E tu, notte che resti: è questo
il campo di tutti o è il mio?
Cosa esiste lì? Chi
nel mio non uccidere
più, nel mio autunno? Sei
l’ombra d’estate? Tu
lontano temporale vieni
in questa lunga siccità
addormentami.
*
Fine temporale
Ho pregato un riflesso in te,
forse era il mio ma
credendo solo a questo tavolino sparecchiato
è stato inutile. Eppure
non sono materiale, guarda,
neanche la spesa ho sistemato
e nel ripostiglio è caduto tutto.
Penso sia anche piovuto.
Era annunciato per oggi, previsto
che venisse e smettesse.
Su questo tavolino scrivo
a te riscrivo se possibile
felice di questo
fine temporale.
*
Quadro, lago
Sai dove
tra nuove altitudini e voci
si stacca carne dalle ossa.
Così e in dialetto si diceva
quando improvvisamente
ci si riconosceva in un limpido
tornato grigio, cenere.
In una lontananza
di ognuno e tutti in un confine. Il lago
adesso
supplica ogni voce
di tornare.
Nei fosfori di fuori,
pronto alla carne, alle ossa,
c’è il lupo delle parole.
Presto. Torna. Parla.
Parliamo, sono qui.
*
Schumann
Chi è nato dal ventre aperto
della storia non ha specchi puntati contro gli occhi,
a Bernauer Strasse passa, fotografa attento
quel che vuole senza per questo ricevere
un riflesso accecante.
Non così per Schumann,
lo Springer, sfuggito
al sigillo che avrebbe dovuto amare.
Che occhio di fulmine, il Signor Leibing
per imprigionarlo in foto,
diciannovenne, a metà del suo occidente,
puntato verso la Baviera
che scelse infine per sigillarsi
nell’alcol, tentando un’altra fuga,
dal rifugio della sopravvivenza.
Finché, morto il Muro nell’89,
venne il momento di specchiarsi
e per amore, inevitabilmente nel ’98,
l’attimo di strappare il sigillo,
suicidandosi.
Cristiano Poletti (Treviglio, 1976) è autore di Porta a ognuno (raccolta di poesie, L’arcolaio 2012) e del saggio Trovandomi in inviti superflui, in L’attesa e l’ignoto – L’opera multiforme di Dino Buzzati (L’arcolaio 2012). Dal 2007 al 2017 ha diretto Trevigliopoesia, festival di poesia e videopoesia.

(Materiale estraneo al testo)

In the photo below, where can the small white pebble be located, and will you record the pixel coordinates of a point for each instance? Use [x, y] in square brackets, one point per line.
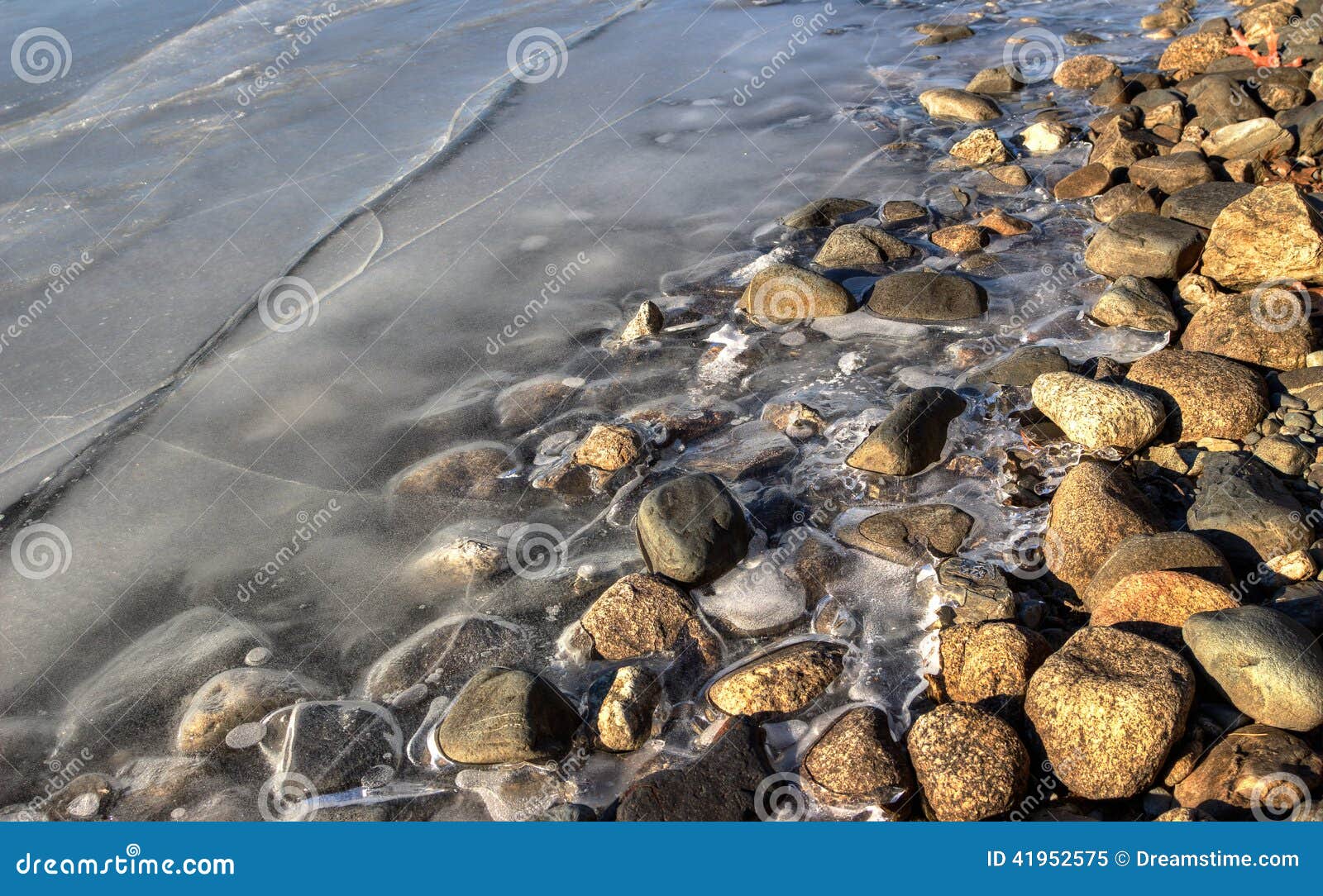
[85, 805]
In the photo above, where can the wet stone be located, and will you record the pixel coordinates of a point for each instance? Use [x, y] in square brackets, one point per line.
[237, 697]
[913, 435]
[782, 681]
[959, 105]
[507, 715]
[824, 213]
[719, 785]
[1137, 303]
[1022, 368]
[1245, 512]
[781, 293]
[1091, 180]
[151, 678]
[990, 664]
[860, 246]
[969, 763]
[1124, 198]
[1144, 245]
[857, 761]
[692, 529]
[643, 615]
[1108, 708]
[625, 717]
[1175, 551]
[441, 655]
[926, 296]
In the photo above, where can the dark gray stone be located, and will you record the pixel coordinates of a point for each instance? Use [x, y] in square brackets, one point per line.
[908, 536]
[926, 296]
[1022, 368]
[1201, 205]
[507, 715]
[1245, 510]
[692, 529]
[1269, 665]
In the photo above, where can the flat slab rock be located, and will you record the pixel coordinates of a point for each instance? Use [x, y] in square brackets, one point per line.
[782, 681]
[1144, 245]
[926, 296]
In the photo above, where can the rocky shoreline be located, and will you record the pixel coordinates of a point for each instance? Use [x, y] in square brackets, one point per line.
[1150, 651]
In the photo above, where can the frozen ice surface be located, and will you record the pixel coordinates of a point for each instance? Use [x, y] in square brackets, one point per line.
[442, 231]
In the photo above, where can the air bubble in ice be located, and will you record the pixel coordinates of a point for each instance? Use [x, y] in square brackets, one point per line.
[377, 776]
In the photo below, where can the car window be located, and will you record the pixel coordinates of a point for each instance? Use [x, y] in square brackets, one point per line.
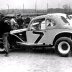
[64, 20]
[50, 23]
[37, 24]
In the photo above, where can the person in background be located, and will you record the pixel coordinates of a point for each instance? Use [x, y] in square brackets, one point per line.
[27, 21]
[14, 24]
[4, 32]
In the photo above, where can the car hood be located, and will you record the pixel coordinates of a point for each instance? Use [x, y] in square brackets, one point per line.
[67, 26]
[18, 30]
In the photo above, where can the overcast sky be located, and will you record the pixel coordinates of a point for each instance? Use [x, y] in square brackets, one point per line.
[30, 4]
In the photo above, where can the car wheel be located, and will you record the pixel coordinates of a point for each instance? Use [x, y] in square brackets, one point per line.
[63, 46]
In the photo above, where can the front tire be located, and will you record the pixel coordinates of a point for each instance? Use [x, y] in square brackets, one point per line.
[63, 46]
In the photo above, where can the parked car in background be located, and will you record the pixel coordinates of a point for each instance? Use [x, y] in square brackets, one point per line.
[52, 31]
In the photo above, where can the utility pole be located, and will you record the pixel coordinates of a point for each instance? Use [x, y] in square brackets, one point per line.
[36, 6]
[47, 7]
[8, 7]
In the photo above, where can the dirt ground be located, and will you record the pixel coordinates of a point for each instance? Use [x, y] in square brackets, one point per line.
[34, 61]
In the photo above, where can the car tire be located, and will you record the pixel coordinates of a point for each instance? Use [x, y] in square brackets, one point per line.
[63, 46]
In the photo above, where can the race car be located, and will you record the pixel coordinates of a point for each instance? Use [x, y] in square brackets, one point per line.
[52, 31]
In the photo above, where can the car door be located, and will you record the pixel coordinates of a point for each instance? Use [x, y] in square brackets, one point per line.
[35, 33]
[48, 32]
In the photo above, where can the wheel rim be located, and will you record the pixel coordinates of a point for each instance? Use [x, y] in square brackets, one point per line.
[64, 47]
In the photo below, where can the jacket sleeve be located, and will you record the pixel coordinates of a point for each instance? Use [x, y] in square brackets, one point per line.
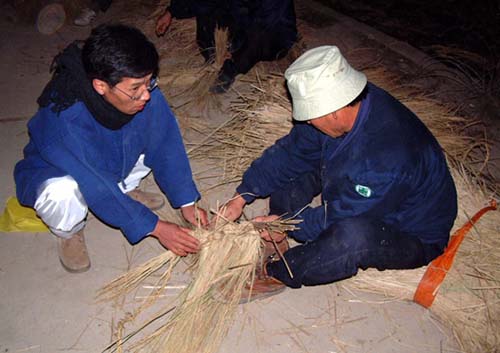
[100, 191]
[297, 153]
[182, 9]
[167, 157]
[372, 195]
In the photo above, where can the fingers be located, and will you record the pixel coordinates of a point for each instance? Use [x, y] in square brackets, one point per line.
[195, 215]
[160, 29]
[269, 218]
[203, 217]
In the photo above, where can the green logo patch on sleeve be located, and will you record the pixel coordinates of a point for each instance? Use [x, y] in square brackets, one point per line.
[364, 191]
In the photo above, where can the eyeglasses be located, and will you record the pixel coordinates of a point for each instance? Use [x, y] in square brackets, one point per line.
[153, 83]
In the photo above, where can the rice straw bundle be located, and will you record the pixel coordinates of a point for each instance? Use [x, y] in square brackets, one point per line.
[190, 83]
[444, 122]
[259, 118]
[224, 266]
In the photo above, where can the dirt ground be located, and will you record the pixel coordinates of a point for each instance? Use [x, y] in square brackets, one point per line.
[45, 309]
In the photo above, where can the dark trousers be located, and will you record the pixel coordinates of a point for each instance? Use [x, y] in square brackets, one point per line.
[247, 48]
[101, 5]
[346, 246]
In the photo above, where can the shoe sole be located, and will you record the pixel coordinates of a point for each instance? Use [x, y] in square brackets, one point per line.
[72, 270]
[260, 296]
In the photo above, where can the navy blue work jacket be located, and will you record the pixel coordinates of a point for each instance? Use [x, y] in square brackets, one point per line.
[389, 167]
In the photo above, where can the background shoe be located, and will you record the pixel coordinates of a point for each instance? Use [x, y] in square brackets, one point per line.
[85, 17]
[222, 84]
[73, 253]
[269, 251]
[149, 199]
[262, 287]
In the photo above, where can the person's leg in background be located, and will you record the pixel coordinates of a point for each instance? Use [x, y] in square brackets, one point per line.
[248, 48]
[205, 27]
[88, 14]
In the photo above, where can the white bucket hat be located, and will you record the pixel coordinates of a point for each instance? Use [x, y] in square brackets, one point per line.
[321, 81]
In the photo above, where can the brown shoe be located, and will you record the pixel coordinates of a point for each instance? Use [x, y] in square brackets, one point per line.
[73, 253]
[262, 287]
[151, 200]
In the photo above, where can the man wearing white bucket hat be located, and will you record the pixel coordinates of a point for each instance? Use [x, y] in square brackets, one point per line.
[388, 199]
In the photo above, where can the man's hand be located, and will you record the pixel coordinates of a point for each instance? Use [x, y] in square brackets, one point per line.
[175, 238]
[163, 23]
[194, 214]
[233, 209]
[277, 237]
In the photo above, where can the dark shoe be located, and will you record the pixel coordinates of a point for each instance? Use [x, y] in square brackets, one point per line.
[270, 253]
[73, 253]
[222, 84]
[262, 287]
[149, 199]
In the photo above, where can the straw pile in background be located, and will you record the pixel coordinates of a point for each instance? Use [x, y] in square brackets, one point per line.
[468, 300]
[469, 297]
[204, 310]
[188, 83]
[258, 118]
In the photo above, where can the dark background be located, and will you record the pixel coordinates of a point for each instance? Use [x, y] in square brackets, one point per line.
[471, 25]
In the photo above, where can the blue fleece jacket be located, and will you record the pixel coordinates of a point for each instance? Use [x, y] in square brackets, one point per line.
[74, 143]
[389, 167]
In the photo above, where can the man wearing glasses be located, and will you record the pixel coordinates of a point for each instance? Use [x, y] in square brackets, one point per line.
[102, 127]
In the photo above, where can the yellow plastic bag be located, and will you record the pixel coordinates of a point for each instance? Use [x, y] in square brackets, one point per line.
[17, 218]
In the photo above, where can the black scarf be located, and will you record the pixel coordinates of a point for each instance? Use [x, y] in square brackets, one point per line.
[70, 84]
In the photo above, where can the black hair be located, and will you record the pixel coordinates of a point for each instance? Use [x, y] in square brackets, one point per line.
[113, 52]
[360, 97]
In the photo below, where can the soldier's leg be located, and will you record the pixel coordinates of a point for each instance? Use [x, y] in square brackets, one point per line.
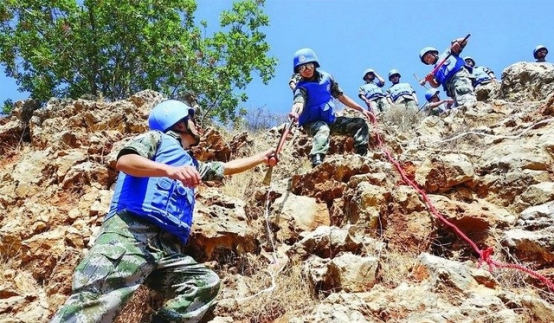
[106, 278]
[411, 105]
[383, 104]
[357, 128]
[189, 288]
[462, 91]
[320, 132]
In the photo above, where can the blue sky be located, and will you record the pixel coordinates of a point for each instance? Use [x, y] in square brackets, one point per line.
[349, 36]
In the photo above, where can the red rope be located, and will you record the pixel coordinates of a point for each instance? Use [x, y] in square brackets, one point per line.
[484, 255]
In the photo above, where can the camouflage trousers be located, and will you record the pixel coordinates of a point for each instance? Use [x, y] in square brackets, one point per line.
[408, 103]
[379, 105]
[128, 253]
[460, 89]
[357, 128]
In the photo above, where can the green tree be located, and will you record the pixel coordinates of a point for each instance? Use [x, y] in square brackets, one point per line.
[7, 107]
[114, 48]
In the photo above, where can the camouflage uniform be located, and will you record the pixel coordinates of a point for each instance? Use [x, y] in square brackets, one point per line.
[459, 88]
[129, 252]
[320, 131]
[357, 128]
[407, 102]
[381, 105]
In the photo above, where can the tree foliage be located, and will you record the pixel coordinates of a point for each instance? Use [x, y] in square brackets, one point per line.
[114, 48]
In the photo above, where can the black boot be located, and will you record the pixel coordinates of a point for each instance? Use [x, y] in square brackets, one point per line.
[362, 151]
[317, 159]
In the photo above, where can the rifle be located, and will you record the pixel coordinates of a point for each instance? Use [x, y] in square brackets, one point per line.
[273, 159]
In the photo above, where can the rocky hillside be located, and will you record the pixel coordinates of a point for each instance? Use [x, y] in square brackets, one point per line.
[472, 240]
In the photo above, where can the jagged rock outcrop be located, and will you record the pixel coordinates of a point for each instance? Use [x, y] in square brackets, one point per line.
[352, 231]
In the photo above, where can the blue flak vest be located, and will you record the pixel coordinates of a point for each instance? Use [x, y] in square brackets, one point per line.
[320, 105]
[480, 75]
[372, 91]
[399, 89]
[162, 201]
[452, 66]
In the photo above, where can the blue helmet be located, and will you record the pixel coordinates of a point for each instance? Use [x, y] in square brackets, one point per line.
[165, 114]
[303, 56]
[369, 70]
[425, 51]
[537, 49]
[394, 72]
[431, 93]
[469, 58]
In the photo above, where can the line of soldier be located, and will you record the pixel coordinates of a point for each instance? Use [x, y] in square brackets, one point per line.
[316, 90]
[379, 100]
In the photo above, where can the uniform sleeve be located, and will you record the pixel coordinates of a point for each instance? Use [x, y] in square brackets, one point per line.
[300, 96]
[144, 145]
[211, 171]
[336, 91]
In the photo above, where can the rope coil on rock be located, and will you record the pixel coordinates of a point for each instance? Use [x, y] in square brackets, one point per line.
[486, 254]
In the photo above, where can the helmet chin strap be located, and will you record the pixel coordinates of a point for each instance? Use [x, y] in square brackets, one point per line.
[189, 129]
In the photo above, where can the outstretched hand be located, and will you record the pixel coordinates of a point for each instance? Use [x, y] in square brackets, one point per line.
[270, 157]
[293, 116]
[456, 48]
[369, 115]
[426, 79]
[188, 175]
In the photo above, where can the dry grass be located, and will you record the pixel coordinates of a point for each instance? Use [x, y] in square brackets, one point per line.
[292, 295]
[405, 119]
[395, 267]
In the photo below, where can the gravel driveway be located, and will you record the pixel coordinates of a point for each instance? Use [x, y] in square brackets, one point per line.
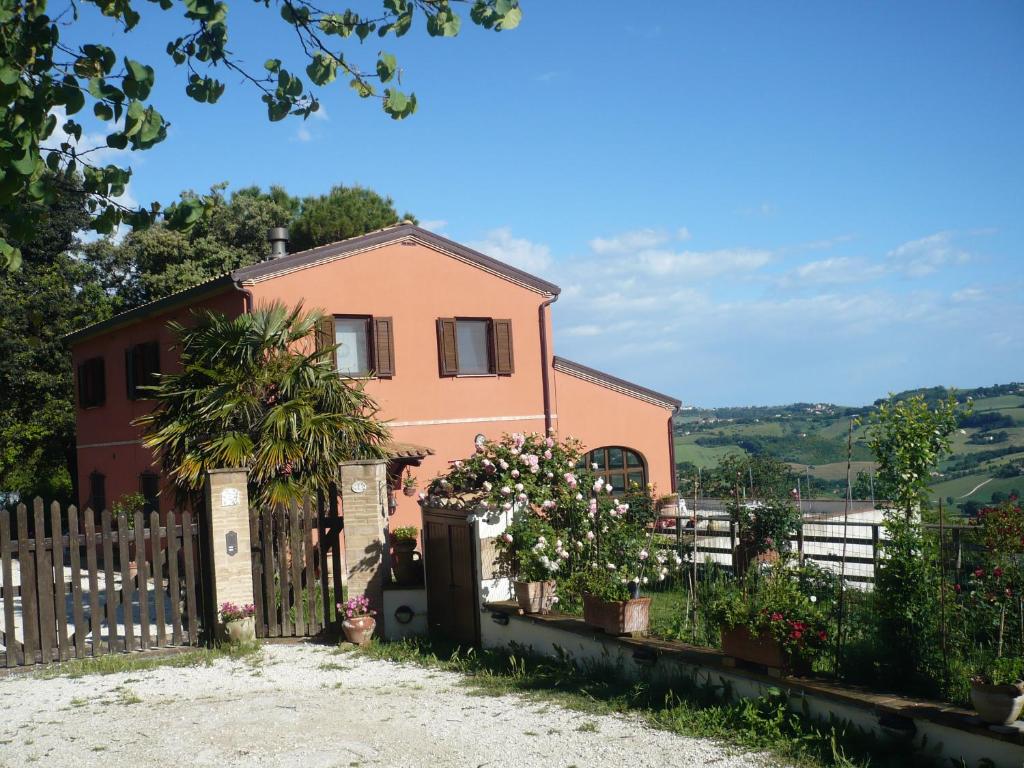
[308, 708]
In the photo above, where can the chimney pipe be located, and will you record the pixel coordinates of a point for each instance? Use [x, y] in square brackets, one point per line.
[278, 238]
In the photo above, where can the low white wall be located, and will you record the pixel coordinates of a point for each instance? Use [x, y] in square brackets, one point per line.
[545, 639]
[414, 598]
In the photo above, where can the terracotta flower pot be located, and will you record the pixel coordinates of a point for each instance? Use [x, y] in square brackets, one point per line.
[616, 616]
[407, 563]
[241, 630]
[997, 705]
[358, 630]
[535, 597]
[762, 649]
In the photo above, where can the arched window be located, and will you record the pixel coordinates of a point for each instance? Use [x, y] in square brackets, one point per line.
[619, 466]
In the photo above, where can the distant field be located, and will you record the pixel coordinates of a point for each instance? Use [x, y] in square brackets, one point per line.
[962, 485]
[702, 457]
[999, 403]
[819, 440]
[836, 470]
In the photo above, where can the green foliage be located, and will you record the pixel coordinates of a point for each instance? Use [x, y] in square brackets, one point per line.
[908, 439]
[404, 534]
[253, 393]
[344, 212]
[676, 704]
[529, 550]
[46, 78]
[128, 505]
[51, 295]
[773, 602]
[229, 231]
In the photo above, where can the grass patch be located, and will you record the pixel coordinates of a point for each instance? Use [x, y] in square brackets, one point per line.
[680, 705]
[114, 664]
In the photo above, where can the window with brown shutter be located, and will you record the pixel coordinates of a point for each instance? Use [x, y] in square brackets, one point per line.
[141, 368]
[383, 347]
[475, 346]
[91, 383]
[501, 336]
[448, 346]
[363, 345]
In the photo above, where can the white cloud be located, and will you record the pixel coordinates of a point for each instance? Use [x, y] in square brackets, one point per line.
[919, 258]
[634, 240]
[500, 244]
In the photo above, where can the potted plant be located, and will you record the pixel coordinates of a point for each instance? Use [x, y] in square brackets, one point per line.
[529, 552]
[767, 620]
[358, 624]
[410, 484]
[128, 505]
[765, 527]
[407, 565]
[622, 561]
[997, 690]
[239, 622]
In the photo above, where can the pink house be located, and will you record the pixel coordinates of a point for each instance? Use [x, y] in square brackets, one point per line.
[453, 344]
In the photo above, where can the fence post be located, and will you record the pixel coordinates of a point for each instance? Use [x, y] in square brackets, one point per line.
[229, 547]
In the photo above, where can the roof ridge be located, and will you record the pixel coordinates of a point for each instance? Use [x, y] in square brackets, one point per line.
[613, 382]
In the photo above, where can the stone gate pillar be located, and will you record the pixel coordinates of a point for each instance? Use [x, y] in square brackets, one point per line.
[364, 504]
[229, 549]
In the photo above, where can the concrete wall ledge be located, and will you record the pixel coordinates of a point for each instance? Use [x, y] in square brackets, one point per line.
[957, 731]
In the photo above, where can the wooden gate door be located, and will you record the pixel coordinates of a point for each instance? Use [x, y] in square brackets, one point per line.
[453, 583]
[297, 572]
[75, 585]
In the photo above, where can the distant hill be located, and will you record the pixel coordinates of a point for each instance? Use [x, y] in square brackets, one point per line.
[987, 459]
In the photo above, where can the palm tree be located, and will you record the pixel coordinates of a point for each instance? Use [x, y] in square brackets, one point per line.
[255, 391]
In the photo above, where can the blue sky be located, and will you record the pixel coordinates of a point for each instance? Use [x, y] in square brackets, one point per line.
[743, 203]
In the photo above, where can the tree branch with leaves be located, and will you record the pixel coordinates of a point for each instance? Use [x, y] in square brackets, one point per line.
[42, 77]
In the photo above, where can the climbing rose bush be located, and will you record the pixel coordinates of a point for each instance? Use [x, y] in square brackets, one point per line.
[563, 520]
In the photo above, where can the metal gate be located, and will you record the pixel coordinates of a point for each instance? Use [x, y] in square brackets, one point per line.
[70, 590]
[297, 567]
[453, 584]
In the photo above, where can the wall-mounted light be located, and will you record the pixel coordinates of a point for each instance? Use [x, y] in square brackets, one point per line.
[403, 614]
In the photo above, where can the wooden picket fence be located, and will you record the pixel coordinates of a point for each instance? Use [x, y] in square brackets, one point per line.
[296, 556]
[77, 592]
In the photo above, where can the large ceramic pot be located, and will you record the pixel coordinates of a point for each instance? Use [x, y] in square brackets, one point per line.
[761, 649]
[997, 705]
[407, 563]
[241, 630]
[535, 597]
[616, 616]
[358, 630]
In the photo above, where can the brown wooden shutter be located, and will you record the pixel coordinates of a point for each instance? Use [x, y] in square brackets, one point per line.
[384, 347]
[448, 347]
[501, 336]
[83, 397]
[130, 373]
[99, 382]
[324, 333]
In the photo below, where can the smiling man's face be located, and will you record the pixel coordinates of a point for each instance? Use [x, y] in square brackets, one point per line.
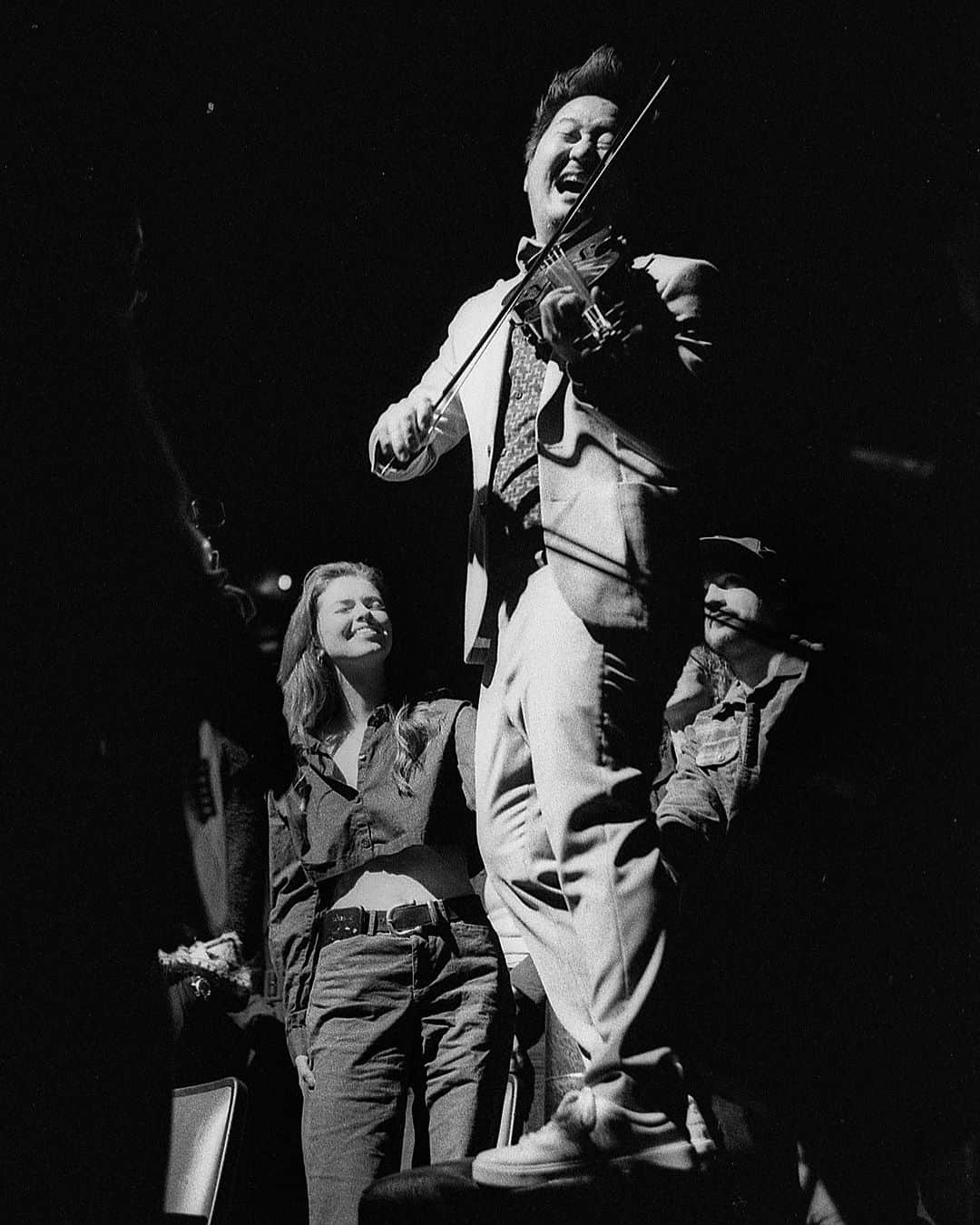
[576, 140]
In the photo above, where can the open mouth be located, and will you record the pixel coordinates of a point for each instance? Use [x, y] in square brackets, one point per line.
[571, 184]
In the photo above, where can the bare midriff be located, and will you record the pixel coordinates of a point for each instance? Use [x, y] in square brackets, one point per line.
[418, 874]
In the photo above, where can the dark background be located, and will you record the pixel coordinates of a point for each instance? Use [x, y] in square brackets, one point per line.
[320, 189]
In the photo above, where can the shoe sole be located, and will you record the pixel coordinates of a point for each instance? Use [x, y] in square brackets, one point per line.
[665, 1157]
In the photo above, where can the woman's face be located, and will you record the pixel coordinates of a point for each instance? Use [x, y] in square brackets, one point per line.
[352, 622]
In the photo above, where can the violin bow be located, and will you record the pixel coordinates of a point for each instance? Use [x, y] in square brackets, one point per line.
[592, 182]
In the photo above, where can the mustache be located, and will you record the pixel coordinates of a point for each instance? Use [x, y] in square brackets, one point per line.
[766, 634]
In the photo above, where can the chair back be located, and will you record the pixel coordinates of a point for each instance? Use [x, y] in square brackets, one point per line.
[205, 1134]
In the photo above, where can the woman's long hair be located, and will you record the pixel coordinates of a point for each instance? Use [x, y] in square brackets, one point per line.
[308, 676]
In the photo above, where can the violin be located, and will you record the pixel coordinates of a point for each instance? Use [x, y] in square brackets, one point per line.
[581, 265]
[588, 262]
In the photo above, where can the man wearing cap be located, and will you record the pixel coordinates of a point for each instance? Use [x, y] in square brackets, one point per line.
[773, 828]
[723, 750]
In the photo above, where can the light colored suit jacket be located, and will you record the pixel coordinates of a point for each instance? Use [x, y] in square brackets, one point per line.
[608, 472]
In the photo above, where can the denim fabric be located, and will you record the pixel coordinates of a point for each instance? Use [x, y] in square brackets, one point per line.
[720, 762]
[321, 827]
[386, 1012]
[563, 778]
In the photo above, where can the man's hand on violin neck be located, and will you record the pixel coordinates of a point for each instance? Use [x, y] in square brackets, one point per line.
[563, 322]
[403, 427]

Dal 2013 è redattore del lit-blog Poetarum Silva (poetarumsilva.com): una raccolta di articoli, intitolata dei poeti, è stata pubblicata per Carteggi Letterari nel 2019.
Ha contribuito alla realizzazione del film documentario sulla vita e il lavoro di Fabio Pusterla, intitolato Libellula gentile. Per Marcos y Marcos ha curato il libro-cofanetto omonimo, edito nel 2019.